# SSD: MLC vs TLC Speicher



## mtheman2011 (28. Januar 2013)

Ursache für diesen Thread ist eine Diskussion über die Haltbarkeit von unterschiedlichen NAND Zellen von Ssd Festplatten. Speziell wegen meiner Behauptung, TLC Chips weisen eine wesentlIch geringere Haltbarkeit auf als MLC Chips und dass dieser Unterschied durchaus im realen Nutzungszeitraum zum Ausfall der SSD mit TLC chips führen kann.

Ich würde gern mehrere Meinungen dazu hören, bzw lese.


----------



## OctoCore (28. Januar 2013)

Behauptungen und  Meinungen sind irrelevant.
Vorausgesetzt, keiner hier arbeitet direkt in der Entwicklung von TLC-Flashs, sind wir alle bestenfalls auf dem Erkenntnisstand, der sich durch Internet und Fachzeitschriften erreichen lässt. Und da heisst es eben, das die Haltbarkeit (zur Zeit) niedriger liegt. 
Aber auch nicht niedriger als MLC bei der Einführung, deshalb ist so etwas


> und dass dieser Unterschied durchaus im realen Nutzungszeitraum zum Ausfall der SSD mit TLC chips führen kann


reine Spekulation. Nebenbei: Was ist der reale Nutzungszeitraum?


----------



## blackout24 (28. Januar 2013)

Hat jemand den Kaufzeitpunkt seiner 830 und kann per Crystal Diskinfo die tägliche Schreibleistung ausrechnen? Würde mich mal interssieren, wo sich das über längeren Zeitraum einpendelt im Schnitt.


----------



## Incredible Alk (28. Januar 2013)

blackout24 schrieb:


> Hat jemand den Kaufzeitpunkt seiner 830 und kann per Crystal Diskinfo die tägliche Schreibleistung ausrechnen? Würde mich mal interssieren, wo sich das über längeren Zeitraum einpendelt im Schnitt.


 
System-SSD:
1158 Betriebsstunden, 523GB geschrieben, macht etwa 11 GB Schreibleistung pro Tag (wobei hier der Tag auch bedeutet dass der PC 24h genutzt würde!).

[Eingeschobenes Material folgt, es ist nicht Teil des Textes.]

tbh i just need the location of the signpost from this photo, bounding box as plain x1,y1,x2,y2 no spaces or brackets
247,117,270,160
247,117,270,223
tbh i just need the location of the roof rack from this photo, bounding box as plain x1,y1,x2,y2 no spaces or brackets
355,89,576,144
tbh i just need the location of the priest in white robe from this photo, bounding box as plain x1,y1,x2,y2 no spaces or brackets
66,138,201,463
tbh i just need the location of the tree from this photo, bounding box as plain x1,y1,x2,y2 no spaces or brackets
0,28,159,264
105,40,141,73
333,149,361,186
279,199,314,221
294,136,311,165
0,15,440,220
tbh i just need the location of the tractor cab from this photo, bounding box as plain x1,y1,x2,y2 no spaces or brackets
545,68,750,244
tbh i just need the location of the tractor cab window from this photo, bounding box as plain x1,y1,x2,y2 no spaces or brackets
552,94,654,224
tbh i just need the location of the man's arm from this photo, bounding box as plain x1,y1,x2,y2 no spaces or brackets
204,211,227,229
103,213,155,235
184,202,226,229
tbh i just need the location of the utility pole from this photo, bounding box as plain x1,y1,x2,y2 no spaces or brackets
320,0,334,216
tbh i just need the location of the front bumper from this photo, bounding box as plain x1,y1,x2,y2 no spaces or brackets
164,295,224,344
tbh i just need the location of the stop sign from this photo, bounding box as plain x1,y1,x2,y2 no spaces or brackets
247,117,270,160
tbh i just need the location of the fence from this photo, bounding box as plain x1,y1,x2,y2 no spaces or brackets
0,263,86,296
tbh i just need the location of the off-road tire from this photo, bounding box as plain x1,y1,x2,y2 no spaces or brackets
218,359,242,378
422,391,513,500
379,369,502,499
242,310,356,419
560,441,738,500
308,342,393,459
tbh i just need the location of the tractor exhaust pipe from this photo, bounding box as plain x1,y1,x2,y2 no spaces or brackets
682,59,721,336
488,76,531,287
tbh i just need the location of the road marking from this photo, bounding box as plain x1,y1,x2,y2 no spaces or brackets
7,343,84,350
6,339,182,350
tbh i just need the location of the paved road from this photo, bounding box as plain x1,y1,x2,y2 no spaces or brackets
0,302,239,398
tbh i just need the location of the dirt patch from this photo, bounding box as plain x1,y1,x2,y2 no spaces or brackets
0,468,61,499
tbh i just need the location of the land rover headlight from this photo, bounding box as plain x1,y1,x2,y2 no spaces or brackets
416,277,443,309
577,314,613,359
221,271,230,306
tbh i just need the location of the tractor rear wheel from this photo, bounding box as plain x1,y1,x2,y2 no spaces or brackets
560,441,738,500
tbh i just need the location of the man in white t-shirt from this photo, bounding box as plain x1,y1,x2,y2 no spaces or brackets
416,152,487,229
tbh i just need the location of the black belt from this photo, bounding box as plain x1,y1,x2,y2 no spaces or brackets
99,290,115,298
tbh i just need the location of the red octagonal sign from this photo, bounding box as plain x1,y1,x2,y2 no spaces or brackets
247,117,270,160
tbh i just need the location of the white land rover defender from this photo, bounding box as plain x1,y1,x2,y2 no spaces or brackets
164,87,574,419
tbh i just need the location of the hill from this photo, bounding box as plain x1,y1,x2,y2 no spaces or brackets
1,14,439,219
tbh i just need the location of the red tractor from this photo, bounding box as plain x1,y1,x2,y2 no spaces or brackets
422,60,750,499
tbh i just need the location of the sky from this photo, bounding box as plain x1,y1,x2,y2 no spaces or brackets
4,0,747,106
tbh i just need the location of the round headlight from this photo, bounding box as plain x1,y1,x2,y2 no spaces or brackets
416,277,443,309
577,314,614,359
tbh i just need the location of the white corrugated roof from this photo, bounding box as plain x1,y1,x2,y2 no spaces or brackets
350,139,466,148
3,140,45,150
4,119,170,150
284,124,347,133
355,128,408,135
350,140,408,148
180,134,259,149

Bei durchschnittlich 3000 Schreibzyklen pro Flashzelle (was auch TLCs schaffen sollten) würde ich rechnerisch bei meiner 128er Samsung also 95,6 Jahre brauchen bis die SSD totgeschrieben ist.

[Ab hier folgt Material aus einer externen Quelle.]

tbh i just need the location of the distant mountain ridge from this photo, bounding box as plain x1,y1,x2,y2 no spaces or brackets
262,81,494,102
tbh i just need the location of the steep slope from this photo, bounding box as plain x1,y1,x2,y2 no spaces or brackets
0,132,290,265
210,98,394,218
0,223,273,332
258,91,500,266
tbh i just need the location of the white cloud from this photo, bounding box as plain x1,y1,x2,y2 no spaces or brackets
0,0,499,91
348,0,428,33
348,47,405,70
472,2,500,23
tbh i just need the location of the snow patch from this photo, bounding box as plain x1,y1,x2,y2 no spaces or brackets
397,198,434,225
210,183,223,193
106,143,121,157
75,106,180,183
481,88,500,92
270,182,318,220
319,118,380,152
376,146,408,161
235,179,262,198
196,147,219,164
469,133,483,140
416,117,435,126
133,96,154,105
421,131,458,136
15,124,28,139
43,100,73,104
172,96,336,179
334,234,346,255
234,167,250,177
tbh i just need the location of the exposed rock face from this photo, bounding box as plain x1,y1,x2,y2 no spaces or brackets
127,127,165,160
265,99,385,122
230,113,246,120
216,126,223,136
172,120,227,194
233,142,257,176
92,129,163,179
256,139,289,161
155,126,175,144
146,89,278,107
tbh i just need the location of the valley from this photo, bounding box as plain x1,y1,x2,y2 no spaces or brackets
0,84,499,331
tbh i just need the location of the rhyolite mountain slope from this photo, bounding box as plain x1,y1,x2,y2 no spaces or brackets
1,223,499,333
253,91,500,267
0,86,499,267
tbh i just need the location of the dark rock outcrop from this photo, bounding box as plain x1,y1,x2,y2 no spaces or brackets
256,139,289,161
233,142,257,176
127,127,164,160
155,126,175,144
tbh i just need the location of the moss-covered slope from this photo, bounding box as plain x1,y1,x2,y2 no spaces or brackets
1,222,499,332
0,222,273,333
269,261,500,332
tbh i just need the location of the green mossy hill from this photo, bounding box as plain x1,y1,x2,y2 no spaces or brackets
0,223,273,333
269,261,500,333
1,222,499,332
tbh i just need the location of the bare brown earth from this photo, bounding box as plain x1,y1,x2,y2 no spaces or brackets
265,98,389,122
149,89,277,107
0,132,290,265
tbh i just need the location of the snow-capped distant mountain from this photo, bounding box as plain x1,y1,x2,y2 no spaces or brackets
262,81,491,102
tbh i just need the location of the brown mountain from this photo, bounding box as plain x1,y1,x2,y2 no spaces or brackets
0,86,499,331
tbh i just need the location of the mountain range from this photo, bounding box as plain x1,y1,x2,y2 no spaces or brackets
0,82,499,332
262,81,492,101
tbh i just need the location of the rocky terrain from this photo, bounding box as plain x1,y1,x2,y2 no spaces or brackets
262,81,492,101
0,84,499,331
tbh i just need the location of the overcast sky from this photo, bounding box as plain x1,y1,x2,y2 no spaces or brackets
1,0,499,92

Nebenbei sind seit dem genau 16 Zellen durch die Verschleißregulierung ersetzt worden.


Arbeits-SSD (512GB):
1059 Betriebsstunden, 4699GB geschrieben, macht etwa 106,5 GB Schreibleistung pro Tag (Videokrempel... ), bei gleicher Anzahl an Zyklen hält die SSD rechnerisch 39,5 Jahre.

Ersetzt wurden bisher genau 6 Zellen durch Verschleiß.



Bemerkt ihr, wie sinnlos es momentan noch ist, sich über Verschleiß durch totschreiben bei SSDs zu unterhalten?


----------



## GoldenMic (28. Januar 2013)

Meine Alltags SSD, die für Windows sowie alles mögliche was immerzu auf dem Desktop landet verwendet wird.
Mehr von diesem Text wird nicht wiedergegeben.